En esa misma contienda electoral, el entonces partido en el poder, el PRI, a través de su representante ante el INE, Jorge Carlos Ramírez Marín, acusó injustamente a David de enriquecimiento ilícito por la compra de 13 propiedades que supuesta y falsamente fueron enajenadas por el gobierno del estado de Zacatecas cuando yo era gobernador. Consciente de la falsedad de ambas acusaciones, decidí presentar una demanda por daño moral ante el Tribunal Superior de Justicia del entonces Distrito Federal en contra de Felipe Calderón, Mariana Moguel —entonces presidenta del PRI-DF—, y de Jorge Carlos Ramírez Marín, la cual se encuentra sub iudice.

Si bien las acusaciones que fueron tejidas desde 2009 han sido desechadas, pues gracias a la perseverancia y a la valentía de mi familia pudimos defender la verdad y con ello la moralidad de nuestro comportamiento, hasta el momento los ataques injustificados de los cuales mi hermano fue víctima no han cesado y mucho menos han sido desagraviados por el poder público.

De igual forma, hasta el momento, ni quienes nos acusaron ni los medios de comunicación, que dedicaron al tema miles de páginas, han emitido una sola línea respecto de la reserva de la averiguación previa emitida por las autoridades, a través de la cual se intentó inculpar a mi familia. Nosotros hemos vencido con la verdad, pero la infamia llevada a cabo por toda una estructura de poder al servicio de la clase política de entonces no ha sido señalada por nadie.

Bajo este contexto, el objetivo de este trabajo de investigación va más allá de contar una historia personal; lo que busco, a partir de este caso concreto, es describir los medios políticos utilizados por los gobiernos anteriores con un único móvil: intentar frenar a sus adversarios.

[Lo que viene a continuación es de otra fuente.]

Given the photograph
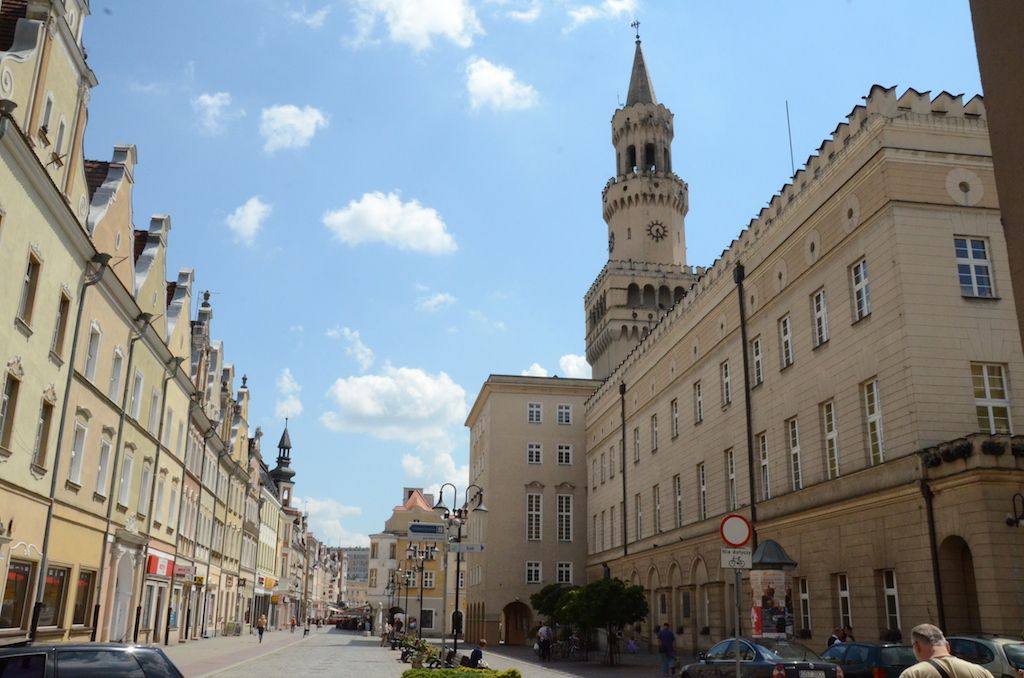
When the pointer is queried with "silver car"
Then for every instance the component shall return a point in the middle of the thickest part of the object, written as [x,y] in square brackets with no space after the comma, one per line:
[1000,654]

Aun cuando falta por repararse el agravio cometido contra la familia Monreal Ávila, en el desarrollo del documento se analizan no sólo los hechos que se suscitaron, sino las consecuencias políticas, morales y jurídicas que se provocaron y que lastimaron a quienes fueron objeto del ataque frontal de los gobiernos del PAN, PRI, e incluso del PRD. Esto no puede suceder nuevamente. No debemos permitirlo, menos ahora que estamos frente a una transformación de la vida pública en la cual los gobernantes deben respetar los límites que la ley les señale y no, como en el pasado, ignorarlos. Las infamias no pueden seguir teniendo lugar en el desarrollo de la política democrática de nuestro país sin que haya consecuencias, ni menos continuar convirtiéndose en claves de éxito político-electoral, como sucedía en el pasado reciente.

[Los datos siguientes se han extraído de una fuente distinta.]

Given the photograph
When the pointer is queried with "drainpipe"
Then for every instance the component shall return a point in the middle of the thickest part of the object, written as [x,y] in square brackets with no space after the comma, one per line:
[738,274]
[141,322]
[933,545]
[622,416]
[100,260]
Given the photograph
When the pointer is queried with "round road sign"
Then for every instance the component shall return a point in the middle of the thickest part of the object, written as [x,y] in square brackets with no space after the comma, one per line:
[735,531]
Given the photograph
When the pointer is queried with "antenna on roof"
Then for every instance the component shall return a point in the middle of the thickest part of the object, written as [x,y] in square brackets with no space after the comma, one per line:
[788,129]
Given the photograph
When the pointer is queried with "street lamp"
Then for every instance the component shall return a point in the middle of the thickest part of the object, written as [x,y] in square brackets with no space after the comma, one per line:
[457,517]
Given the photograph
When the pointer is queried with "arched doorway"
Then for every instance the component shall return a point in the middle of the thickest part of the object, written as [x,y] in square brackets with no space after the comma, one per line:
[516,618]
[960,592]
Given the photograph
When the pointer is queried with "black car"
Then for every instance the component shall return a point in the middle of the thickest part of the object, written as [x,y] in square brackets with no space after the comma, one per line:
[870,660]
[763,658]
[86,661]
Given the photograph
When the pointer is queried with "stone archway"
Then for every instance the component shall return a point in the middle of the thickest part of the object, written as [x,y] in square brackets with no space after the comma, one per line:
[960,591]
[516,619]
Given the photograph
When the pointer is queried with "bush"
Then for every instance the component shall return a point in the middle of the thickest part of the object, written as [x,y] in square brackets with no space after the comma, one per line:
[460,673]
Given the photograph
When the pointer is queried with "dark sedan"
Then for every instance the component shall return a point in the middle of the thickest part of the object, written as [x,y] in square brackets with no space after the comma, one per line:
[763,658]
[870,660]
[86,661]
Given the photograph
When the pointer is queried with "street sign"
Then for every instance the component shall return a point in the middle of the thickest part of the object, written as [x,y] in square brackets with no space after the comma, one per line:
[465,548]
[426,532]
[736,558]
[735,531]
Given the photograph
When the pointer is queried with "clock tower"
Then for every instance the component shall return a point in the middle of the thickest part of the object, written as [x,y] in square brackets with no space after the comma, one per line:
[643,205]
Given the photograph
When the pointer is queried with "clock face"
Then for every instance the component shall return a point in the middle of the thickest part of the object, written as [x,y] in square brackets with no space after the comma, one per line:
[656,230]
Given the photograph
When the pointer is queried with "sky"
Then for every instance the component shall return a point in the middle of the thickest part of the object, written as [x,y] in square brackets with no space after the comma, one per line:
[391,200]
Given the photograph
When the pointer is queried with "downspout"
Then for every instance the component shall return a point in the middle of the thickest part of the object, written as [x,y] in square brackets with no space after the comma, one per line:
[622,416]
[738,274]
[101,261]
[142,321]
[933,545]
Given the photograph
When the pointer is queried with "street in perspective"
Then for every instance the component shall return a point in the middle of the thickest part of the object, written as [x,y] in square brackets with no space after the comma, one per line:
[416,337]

La historia está llena de infamias, de intentos que resultan exitosos —en la inmediatez— para destruir la reputación y, con ello, los derechos de alguien. Sin embargo, la enseñanza reiterada es que en el largo plazo la verdad siempre sale a la luz, y cada cual queda en el lugar que le corresponde. Por desgracia, en algunas ocasiones, ese momento, el de la verdad, se retrasa, lo que trae implicaciones casi irremediables, pues el lapso que corre entre la infamia y la verdad da oportunidad de que se afecten vidas, bienes, negocios, proyectos, trayectorias. Máxime que hoy las plataformas informáticas contienen información inexacta, por no decir francamente falsa, que es prácticamente imposible corregir a pesar de que contamos con leyes y normas que protegen los datos personales y la vida privada. De ahí la importancia de desmontar una infamia desde su origen, y de exigir que quienes —de buena o mala fe— le dieron cabida, por lo menos se retracten.

El presente libro se divide en cinco capítulos: el primero describe el proceso ministerial que representó el inicio de la infamia; mi renuncia al PRI, y los efectos de las campañas de desprestigio en nuestra contra a nivel estatal y nacional. El segundo capítulo da cuenta de cómo la justicia electoral se pervirtió y se manipuló, profundizando la infamia. El tercero relata la actuación jurisdiccional y sus resoluciones, que corroboraron la inocencia de mi familia en la causa criminal imputada, así como la naturaleza y el fin del bien inmueble que fue el punto de partida de la infamia; las derivaciones del daño económico; el saqueo, y el abuso de poder.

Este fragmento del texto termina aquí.